En líneas generales, en materia indemnizatoria, el criterio actual de “socialización reparativa” predomina en la doctrina, consistente en la fijación de precios de reparación y la intervención del Estado mediante fondos compensadores o de restauración (socialización). Es la medida adoptada por algunas legislaciones, especialmente por daños al ambiente o daños colectivos, en virtud de la cual se destinan o giran las condenas indemnizatorios a fondos coparticipativos o patrimonios públicos de afectación.
LA TEORIA DE LA TOLERABILIDAD NORMAL O DEL DAÑO SOCIALMENTE TOLERABLE
La teoría de la tolerabilidad normal explica cuál es el grado de molestia que las comunidades están en condiciones de tolerar, como un precio de la civilización moderna (Guillermo Borda). La convivencia en sociedad genera inevitablemente intromisiones, molestias o incomodidades que pueden ser calificadas como ‘normales’. Las mismas, en tanto no superen el nivel aceptable reglado, no constituyen una categoría de daño jurídico reparable, claro está, siempre que no perturben –y aquí ya no interesa el grado de tolerabilidad– derechos indisponibles como la vida, la salud y la integridad personal.
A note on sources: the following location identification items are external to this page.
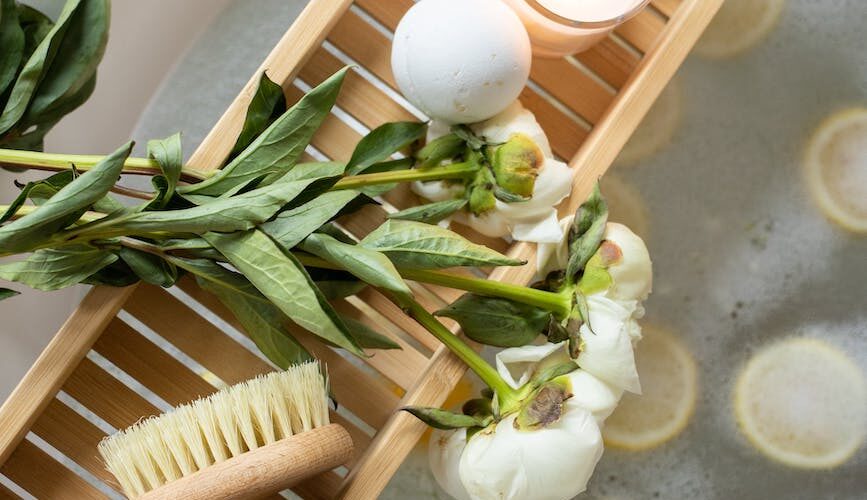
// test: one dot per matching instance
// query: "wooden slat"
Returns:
(107, 396)
(642, 30)
(572, 87)
(286, 58)
(43, 477)
(363, 100)
(564, 134)
(356, 390)
(54, 365)
(6, 494)
(400, 366)
(194, 335)
(74, 436)
(370, 48)
(144, 361)
(369, 477)
(667, 7)
(401, 320)
(363, 43)
(610, 60)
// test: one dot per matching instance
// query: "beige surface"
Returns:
(135, 63)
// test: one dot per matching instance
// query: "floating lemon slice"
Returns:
(669, 384)
(803, 403)
(656, 129)
(739, 25)
(836, 168)
(625, 204)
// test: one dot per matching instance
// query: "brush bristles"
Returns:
(226, 424)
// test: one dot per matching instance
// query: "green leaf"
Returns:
(117, 274)
(423, 246)
(281, 278)
(496, 321)
(267, 105)
(586, 232)
(385, 166)
(338, 289)
(5, 293)
(382, 142)
(443, 419)
(53, 269)
(238, 213)
(12, 41)
(54, 214)
(430, 213)
(367, 337)
(263, 323)
(35, 67)
(291, 227)
(280, 145)
(369, 266)
(74, 65)
(36, 27)
(170, 157)
(150, 268)
(440, 149)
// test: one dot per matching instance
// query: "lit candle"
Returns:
(562, 27)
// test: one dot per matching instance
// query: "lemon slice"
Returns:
(836, 168)
(803, 403)
(625, 204)
(656, 129)
(739, 25)
(669, 384)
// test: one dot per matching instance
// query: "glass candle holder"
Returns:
(558, 28)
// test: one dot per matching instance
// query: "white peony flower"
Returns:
(532, 220)
(517, 365)
(444, 452)
(606, 351)
(550, 463)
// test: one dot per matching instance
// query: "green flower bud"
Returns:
(516, 165)
(482, 197)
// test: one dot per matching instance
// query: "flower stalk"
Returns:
(505, 393)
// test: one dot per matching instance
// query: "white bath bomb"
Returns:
(461, 61)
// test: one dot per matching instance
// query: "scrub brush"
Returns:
(252, 439)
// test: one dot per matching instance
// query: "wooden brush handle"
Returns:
(265, 470)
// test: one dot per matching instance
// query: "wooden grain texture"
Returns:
(69, 345)
(392, 443)
(43, 477)
(282, 64)
(666, 7)
(6, 494)
(373, 403)
(265, 470)
(55, 427)
(144, 361)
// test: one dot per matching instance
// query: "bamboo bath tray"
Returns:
(125, 353)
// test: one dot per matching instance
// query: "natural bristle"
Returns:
(226, 424)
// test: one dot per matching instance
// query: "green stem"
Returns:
(454, 171)
(59, 162)
(464, 352)
(557, 303)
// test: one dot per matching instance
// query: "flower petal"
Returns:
(551, 463)
(607, 349)
(444, 453)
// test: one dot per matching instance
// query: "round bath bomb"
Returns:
(461, 61)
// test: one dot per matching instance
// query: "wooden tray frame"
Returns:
(589, 105)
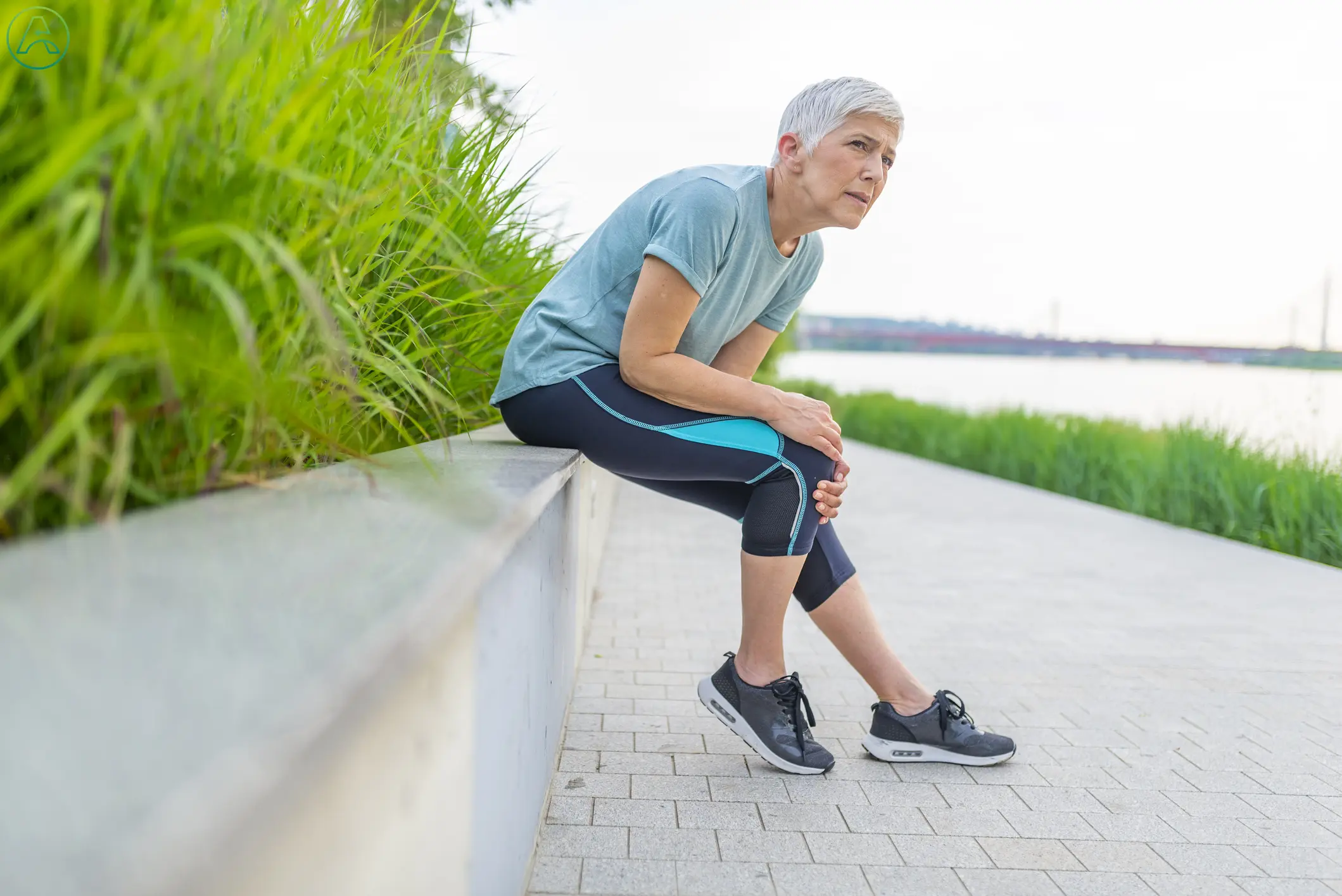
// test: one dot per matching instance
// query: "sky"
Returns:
(1161, 171)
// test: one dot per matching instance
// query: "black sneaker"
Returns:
(941, 733)
(767, 718)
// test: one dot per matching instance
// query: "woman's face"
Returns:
(849, 169)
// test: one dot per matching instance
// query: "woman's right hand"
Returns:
(808, 420)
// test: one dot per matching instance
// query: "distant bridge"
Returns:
(827, 333)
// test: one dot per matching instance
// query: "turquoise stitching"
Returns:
(802, 507)
(610, 410)
(750, 482)
(647, 426)
(802, 481)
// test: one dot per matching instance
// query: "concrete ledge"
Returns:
(278, 690)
Por consiguiente, las actividades que no excedan la normal tolerabilidad serán tenidas por lícitas, y no estarán obligadas a verse suprimidas ni a resarcir a la comunidad.
El valor comparativo de los derechos confrontados, protección ambiental vs. desarrollo, deberá determinarse equilibrando objetivamente, por un lado, la entidad de contaminación causada que requiere neutralización, y por el otro, el impacto socioeconómico que conllevaría la cesación de la actividad de intromisión. En buena medida, todo dependerá de las circunstancias modales y las condiciones del lugar que, a criterio del juez, en cada caso particular, amerite imputación de responsabilidad civil.
Una cuestión que suscita complicaciones prácticas es la de establecer la preeminencia entre una condena a indemnización o el cese de las molestias, cuando sabido es que ambas están autorizadas a la apreciación judicial. La jurisprudencia aboga por la primera, es decir por el resarcimiento pecuniario, debido a que la eliminación de la molestia conduce necesariamente a la supresión, como ocurre, por ejemplo, con el cierre por ruidos o vibraciones de una fábrica, que no tiene más remedio que despedir a empleados y obreros, y cesar una actividad que reporta interés para la sociedad (Guillermo Borda). En contrapartida, el cierre de una empresa y el despido de empleados, por numerosos que sean, no podrá justificar la continuidad de actividades altamente contaminantes desarrolladas en detrimento de la vida de los habitantes de comunidades circunvecinas.